# Summary of S4-260132: Discussion of FS_ULBC Objective Speech Quality Assessment Method

## Background

This contribution addresses speech quality assessment challenges for ultra-low bitrate codecs (ULBC). While subjective testing remains the benchmark for ULBC codec selection, objective speech evaluation methods can serve as predictive tools during intermediate testing and parameter adjustment processes, enabling more convenient and efficient quality verification.

## Overview of Existing Speech Objective Quality Evaluation Methods

The document provides a comprehensive comparison of available objective assessment tools:

### Standardized ITU-T Methods

- **P.863 (POLQA)**: Full-reference method, widely adopted in ITU/3GPP, supports NB/WB/SWB, maintains performance below 4kbps in SWB mode
- **P.563**: No-reference method suitable for real-time applications, but less accurate for extreme noise or complex distortions compared to full-reference methods

### Open Source Methods

- **ViSQOL**: Full-reference, performs well for low bitrates (under 8kbps with good MOS correlation), but not formally standardized
- **STOI/ESTOI**: Full-reference, focuses on speech intelligibility, computationally efficient with high correlation to subjective tests in noisy conditions. ESTOI improves robustness to nonlinear distortions (e.g., neural codecs)
- **SCOREQ**: No-reference model with strong cross-domain robustness and improved correlation with human judgments

## Capabilities and Limitations for ULBC

The document analyzes each method's suitability for ultra-low bitrate scenarios:

- **P.863**: Most widely adopted, broad bandwidth support, proven performance at low bitrates
- **P.563**: Limited adaptability to non-linear distortions from neural codecs
- **ViSQOL**: Good consistency with MOS at low bitrates but lacks formal standardization
- **STOI/ESTOI**: Effective for intelligibility assessment, robust to nonlinear distortions, but not ITU-T/3GPP standardized
- **SCOREQ**: Addresses domain-generalization shortcomings with improved out-of-domain robustness

## Proposal

### Recommended Objective Assessment Methods

After excluding unsuitable methods, the contribution recommends considering **P.863, ViSQOL, and ESTOI** as potential objective quality assessment methods for ULBC.

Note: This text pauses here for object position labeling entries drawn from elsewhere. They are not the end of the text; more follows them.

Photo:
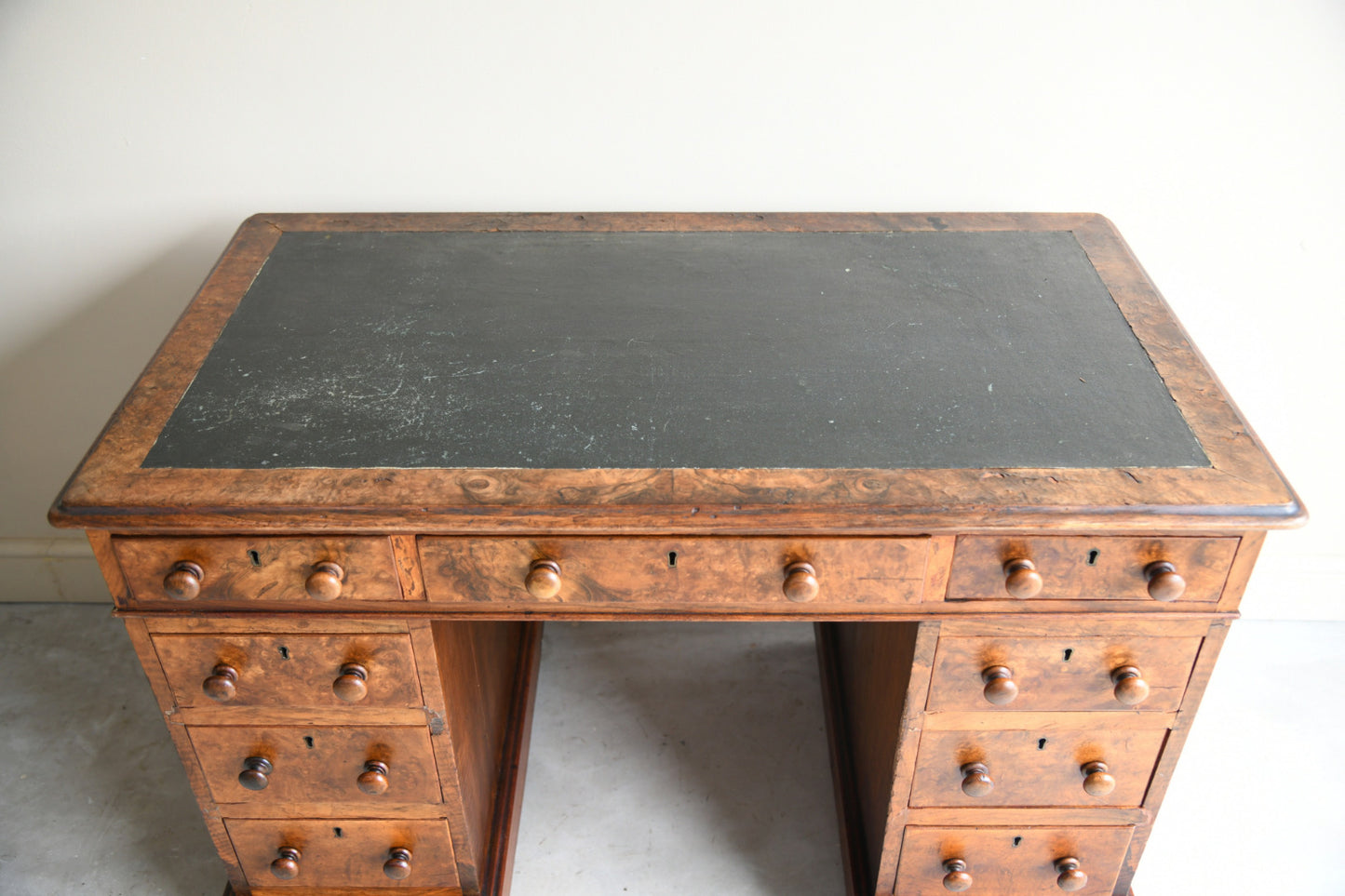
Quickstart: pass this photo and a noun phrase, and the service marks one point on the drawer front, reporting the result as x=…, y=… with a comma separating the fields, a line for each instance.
x=1061, y=675
x=322, y=572
x=312, y=763
x=1010, y=862
x=1082, y=568
x=289, y=670
x=342, y=853
x=1049, y=767
x=700, y=572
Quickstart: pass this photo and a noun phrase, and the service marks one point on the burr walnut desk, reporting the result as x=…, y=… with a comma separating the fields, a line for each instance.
x=377, y=451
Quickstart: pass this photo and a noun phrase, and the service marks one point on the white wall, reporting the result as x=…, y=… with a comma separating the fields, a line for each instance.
x=138, y=135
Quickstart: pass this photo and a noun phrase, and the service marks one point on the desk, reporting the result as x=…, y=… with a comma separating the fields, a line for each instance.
x=378, y=451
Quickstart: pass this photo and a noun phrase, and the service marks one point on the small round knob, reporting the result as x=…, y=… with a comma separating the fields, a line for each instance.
x=1021, y=579
x=1130, y=689
x=1097, y=781
x=800, y=582
x=287, y=863
x=372, y=781
x=350, y=684
x=183, y=582
x=254, y=774
x=324, y=582
x=975, y=779
x=544, y=579
x=1000, y=685
x=398, y=865
x=1163, y=582
x=221, y=684
x=1070, y=877
x=957, y=880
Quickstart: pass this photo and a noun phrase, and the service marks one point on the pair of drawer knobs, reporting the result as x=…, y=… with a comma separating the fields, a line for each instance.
x=351, y=682
x=257, y=769
x=976, y=782
x=1069, y=877
x=323, y=582
x=1022, y=580
x=1129, y=687
x=398, y=865
x=544, y=582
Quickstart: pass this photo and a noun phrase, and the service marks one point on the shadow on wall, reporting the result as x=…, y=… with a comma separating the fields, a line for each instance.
x=60, y=389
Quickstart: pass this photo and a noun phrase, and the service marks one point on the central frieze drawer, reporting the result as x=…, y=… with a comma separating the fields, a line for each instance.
x=697, y=570
x=315, y=763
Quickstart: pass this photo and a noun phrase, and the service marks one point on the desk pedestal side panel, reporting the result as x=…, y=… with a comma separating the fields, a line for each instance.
x=303, y=772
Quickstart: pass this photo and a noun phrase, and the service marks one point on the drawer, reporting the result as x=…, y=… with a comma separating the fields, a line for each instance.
x=1082, y=568
x=1061, y=675
x=259, y=765
x=289, y=670
x=706, y=572
x=1010, y=862
x=1048, y=767
x=316, y=570
x=343, y=853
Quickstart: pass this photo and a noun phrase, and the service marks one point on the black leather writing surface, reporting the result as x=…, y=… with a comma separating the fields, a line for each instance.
x=558, y=350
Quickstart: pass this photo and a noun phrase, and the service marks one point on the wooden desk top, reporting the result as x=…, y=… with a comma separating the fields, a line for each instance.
x=677, y=373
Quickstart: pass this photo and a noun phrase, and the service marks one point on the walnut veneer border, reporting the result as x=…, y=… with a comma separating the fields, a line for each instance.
x=1242, y=488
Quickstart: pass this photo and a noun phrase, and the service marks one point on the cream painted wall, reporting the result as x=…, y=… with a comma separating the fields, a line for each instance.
x=135, y=136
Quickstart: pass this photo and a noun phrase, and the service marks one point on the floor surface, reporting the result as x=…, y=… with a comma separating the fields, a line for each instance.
x=665, y=759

### Text Proposal for TR 26.940

The document proposes a pCR to TR 26.940 Section 9 (Test methodologies) that includes:

#### New Section 9.1.1: Typical Quality Impairments

Identifies ULBC-specific impairment categories:
- Loss of listening-only audio quality
- Audio bandwidth loss
- Impaired intelligibility
- Impaired speaker identifiability
- Prosodic impairments
- Hallucination (word and phone confusions)
- Sensitivity to non-speech input (background noise, music, reverberant speech)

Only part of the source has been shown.